How Does Changing Area, Temperature, and Emissivity Affect Energy Radiation?

[thecol6172]

Homework Statement

A sphere radiates 4.3 Joules of energy per second. How much energy per second would it radiate if its area was to be doubled, its absolute temperature was to halved and its emissivity was to be tripled?
A.)1.3J/s
B.)2.7J/s
C.)1.6J/s
D.)3.8J/s
E.)4.2J/s

Homework Equations

P=σAeT^4
P=power
σ=Stefan-Boltzmann constant=5.6696x10^-8
A=surface area
T=temp in Kelvin

The Attempt at a Solution

I really don't even know where to begin. I Believe that this is more of a theory question? If someone could just point me in the right direction to start that would be plenty of help.

 

[gash789]

Firstly you need to realize what information the question has given you, namely that the sphere radiates 4.3 J/s^2. Recognize that this is a power (Power=Energy per unit time) and you have an expression which relates some variables with the Power it will emit.

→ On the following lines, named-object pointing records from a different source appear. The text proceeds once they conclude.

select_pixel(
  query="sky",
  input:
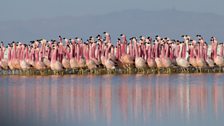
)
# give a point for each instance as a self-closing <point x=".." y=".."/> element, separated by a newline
<point x="34" y="9"/>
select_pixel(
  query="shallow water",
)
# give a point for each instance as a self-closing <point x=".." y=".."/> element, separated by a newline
<point x="122" y="100"/>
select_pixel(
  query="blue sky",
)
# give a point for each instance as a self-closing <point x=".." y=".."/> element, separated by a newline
<point x="29" y="9"/>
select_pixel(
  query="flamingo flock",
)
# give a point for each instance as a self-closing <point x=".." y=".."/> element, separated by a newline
<point x="98" y="53"/>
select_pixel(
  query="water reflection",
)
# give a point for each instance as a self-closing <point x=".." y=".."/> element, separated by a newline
<point x="106" y="99"/>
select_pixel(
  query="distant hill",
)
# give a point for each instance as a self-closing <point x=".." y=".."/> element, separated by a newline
<point x="169" y="23"/>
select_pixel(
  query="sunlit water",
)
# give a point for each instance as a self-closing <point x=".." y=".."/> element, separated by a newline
<point x="124" y="100"/>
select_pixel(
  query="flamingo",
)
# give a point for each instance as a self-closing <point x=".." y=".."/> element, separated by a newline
<point x="181" y="61"/>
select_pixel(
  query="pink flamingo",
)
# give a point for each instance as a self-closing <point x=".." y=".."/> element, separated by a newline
<point x="181" y="61"/>
<point x="165" y="58"/>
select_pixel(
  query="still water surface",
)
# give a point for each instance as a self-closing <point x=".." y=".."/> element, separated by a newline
<point x="124" y="100"/>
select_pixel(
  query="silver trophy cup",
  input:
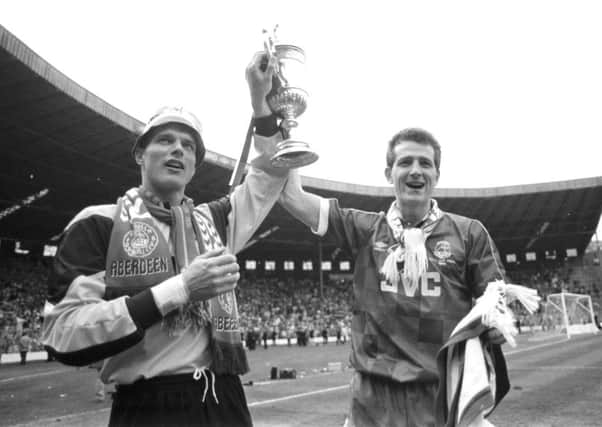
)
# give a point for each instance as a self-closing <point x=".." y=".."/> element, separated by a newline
<point x="289" y="101"/>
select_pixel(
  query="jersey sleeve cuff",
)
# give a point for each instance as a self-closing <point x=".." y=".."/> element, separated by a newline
<point x="143" y="310"/>
<point x="322" y="218"/>
<point x="170" y="294"/>
<point x="266" y="125"/>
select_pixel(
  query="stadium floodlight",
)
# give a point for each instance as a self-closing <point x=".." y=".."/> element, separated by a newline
<point x="569" y="313"/>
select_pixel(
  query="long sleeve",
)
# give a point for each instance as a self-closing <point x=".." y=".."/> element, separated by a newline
<point x="240" y="214"/>
<point x="85" y="325"/>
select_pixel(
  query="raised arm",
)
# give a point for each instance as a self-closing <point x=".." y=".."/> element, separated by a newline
<point x="310" y="209"/>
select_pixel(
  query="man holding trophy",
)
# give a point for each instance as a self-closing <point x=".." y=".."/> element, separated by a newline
<point x="146" y="286"/>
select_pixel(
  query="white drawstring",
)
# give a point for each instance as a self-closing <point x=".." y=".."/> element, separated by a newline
<point x="202" y="372"/>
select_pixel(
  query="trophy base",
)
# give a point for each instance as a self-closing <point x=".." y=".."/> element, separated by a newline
<point x="293" y="154"/>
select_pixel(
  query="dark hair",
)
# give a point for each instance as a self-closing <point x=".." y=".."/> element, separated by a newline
<point x="420" y="136"/>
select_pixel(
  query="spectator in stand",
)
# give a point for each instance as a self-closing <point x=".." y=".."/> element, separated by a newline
<point x="4" y="344"/>
<point x="25" y="342"/>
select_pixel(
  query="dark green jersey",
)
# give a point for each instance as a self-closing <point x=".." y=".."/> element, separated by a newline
<point x="397" y="328"/>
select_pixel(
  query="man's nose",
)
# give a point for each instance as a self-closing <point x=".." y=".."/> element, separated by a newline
<point x="177" y="147"/>
<point x="415" y="169"/>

Since it does not give you explicitly any information on the parameters in P=σAeT^4
but it wants to know what happens if you area doubles, you will need to use some algebra.

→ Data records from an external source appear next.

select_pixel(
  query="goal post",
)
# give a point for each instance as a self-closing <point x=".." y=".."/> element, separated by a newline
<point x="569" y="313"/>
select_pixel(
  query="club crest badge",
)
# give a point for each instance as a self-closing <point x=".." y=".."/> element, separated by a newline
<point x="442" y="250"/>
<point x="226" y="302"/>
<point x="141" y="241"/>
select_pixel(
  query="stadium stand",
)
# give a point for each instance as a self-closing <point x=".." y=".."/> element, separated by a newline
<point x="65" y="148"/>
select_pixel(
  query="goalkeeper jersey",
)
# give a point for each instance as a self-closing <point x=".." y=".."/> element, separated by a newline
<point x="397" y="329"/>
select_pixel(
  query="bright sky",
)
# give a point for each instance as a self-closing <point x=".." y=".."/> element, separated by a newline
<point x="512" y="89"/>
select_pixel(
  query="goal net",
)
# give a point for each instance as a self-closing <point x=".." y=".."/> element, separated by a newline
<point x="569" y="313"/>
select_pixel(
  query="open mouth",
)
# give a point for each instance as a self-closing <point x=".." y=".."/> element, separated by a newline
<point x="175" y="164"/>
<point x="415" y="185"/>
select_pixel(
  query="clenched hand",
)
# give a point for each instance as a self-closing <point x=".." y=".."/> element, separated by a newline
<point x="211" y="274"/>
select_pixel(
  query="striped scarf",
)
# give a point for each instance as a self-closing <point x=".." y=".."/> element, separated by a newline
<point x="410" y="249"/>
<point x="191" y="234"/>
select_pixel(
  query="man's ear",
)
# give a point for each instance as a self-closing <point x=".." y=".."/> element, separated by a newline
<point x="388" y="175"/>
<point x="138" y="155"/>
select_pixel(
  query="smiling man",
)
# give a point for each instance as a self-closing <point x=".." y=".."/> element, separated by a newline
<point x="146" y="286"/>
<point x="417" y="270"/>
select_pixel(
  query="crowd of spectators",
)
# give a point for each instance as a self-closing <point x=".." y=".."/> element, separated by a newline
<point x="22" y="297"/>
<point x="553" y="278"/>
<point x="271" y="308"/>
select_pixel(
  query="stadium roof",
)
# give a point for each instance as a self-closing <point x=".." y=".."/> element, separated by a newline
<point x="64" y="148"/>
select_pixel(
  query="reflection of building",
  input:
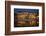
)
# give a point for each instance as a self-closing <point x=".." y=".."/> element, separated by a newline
<point x="31" y="19"/>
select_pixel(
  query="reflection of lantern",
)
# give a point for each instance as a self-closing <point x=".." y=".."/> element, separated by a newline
<point x="20" y="23"/>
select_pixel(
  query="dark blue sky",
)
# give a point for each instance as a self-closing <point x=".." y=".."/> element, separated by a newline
<point x="18" y="10"/>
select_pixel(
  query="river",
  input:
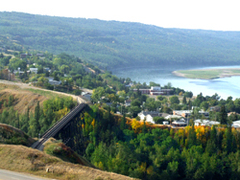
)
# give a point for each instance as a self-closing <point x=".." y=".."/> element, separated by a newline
<point x="224" y="87"/>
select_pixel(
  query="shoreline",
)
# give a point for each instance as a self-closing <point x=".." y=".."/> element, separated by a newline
<point x="220" y="73"/>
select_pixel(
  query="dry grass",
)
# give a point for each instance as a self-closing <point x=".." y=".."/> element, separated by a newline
<point x="24" y="98"/>
<point x="12" y="135"/>
<point x="28" y="160"/>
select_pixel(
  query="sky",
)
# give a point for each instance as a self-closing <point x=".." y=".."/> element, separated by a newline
<point x="220" y="15"/>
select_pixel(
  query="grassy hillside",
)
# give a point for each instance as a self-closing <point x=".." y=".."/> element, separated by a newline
<point x="11" y="135"/>
<point x="22" y="159"/>
<point x="111" y="43"/>
<point x="24" y="96"/>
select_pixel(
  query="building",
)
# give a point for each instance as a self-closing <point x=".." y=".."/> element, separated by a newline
<point x="34" y="70"/>
<point x="187" y="113"/>
<point x="86" y="95"/>
<point x="53" y="82"/>
<point x="149" y="115"/>
<point x="236" y="124"/>
<point x="179" y="123"/>
<point x="155" y="90"/>
<point x="205" y="122"/>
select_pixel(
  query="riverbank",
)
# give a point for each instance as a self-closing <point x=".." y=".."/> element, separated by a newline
<point x="207" y="73"/>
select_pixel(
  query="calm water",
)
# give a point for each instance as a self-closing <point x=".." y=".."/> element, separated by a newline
<point x="224" y="87"/>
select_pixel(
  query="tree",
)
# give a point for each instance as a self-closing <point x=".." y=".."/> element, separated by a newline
<point x="223" y="115"/>
<point x="174" y="100"/>
<point x="158" y="119"/>
<point x="184" y="100"/>
<point x="98" y="93"/>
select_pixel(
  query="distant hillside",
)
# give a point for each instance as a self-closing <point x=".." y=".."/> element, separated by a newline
<point x="112" y="43"/>
<point x="12" y="135"/>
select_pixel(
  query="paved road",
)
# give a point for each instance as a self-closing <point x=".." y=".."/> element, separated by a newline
<point x="10" y="175"/>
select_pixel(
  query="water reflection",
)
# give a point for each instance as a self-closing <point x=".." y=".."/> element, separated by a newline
<point x="224" y="87"/>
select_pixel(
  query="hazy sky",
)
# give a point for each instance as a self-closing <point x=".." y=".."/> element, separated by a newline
<point x="189" y="14"/>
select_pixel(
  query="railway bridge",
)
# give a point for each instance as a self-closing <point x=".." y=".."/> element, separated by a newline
<point x="66" y="129"/>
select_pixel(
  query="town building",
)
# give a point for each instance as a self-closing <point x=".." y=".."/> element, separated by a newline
<point x="155" y="90"/>
<point x="149" y="115"/>
<point x="187" y="113"/>
<point x="179" y="123"/>
<point x="34" y="70"/>
<point x="205" y="122"/>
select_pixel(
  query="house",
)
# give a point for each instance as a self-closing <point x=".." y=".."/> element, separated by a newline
<point x="34" y="70"/>
<point x="215" y="108"/>
<point x="23" y="55"/>
<point x="187" y="113"/>
<point x="47" y="69"/>
<point x="18" y="71"/>
<point x="165" y="122"/>
<point x="149" y="115"/>
<point x="128" y="102"/>
<point x="179" y="123"/>
<point x="53" y="82"/>
<point x="173" y="117"/>
<point x="236" y="124"/>
<point x="205" y="122"/>
<point x="86" y="95"/>
<point x="155" y="90"/>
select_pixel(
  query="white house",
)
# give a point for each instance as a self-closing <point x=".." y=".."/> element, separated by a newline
<point x="205" y="122"/>
<point x="87" y="95"/>
<point x="149" y="115"/>
<point x="34" y="70"/>
<point x="179" y="123"/>
<point x="236" y="124"/>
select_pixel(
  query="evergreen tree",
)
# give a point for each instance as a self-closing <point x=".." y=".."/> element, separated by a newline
<point x="184" y="100"/>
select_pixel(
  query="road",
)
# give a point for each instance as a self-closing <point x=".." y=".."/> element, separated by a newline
<point x="28" y="86"/>
<point x="9" y="175"/>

So if the right hand side of that equation doubles, then so also does the left hand side. You need to work out what happens when the given values change.

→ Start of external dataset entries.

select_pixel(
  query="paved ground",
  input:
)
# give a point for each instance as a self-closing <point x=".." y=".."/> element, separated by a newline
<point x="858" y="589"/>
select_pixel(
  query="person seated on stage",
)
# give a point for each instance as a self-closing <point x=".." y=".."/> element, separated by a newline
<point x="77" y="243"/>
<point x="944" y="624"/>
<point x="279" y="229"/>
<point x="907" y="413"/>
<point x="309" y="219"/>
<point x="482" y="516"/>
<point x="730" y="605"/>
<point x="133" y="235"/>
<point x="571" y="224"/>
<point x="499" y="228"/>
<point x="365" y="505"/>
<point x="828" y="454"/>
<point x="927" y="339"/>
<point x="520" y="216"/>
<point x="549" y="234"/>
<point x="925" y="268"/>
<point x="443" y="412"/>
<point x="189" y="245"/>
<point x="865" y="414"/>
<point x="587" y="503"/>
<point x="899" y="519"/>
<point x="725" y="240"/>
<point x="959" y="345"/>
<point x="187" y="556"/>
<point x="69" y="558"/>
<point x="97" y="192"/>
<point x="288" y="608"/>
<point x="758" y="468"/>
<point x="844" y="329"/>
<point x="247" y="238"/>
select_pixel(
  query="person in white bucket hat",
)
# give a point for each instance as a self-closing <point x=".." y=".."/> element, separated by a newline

Really what you are getting at here is how things scale, so for instance given the equation velocity=distance/time I know that if I double the distance I have to drive, then to do it in the same time I will need to go twice as fast! This is a linear relationship, or directly proportional between the distance and velocity (if we constrain ourselves to making the journey in the same time)

A more complex example is the area of a square say, where A=x^2 . Then if I double x, the area will increase by 2^2=4 so this relation is nonlinear.

Hope that helps

 

[thecol6172]

yes thank you very much! I have a test on this on Tue. and last week when I asked my professor for help, he told me he didn't have time.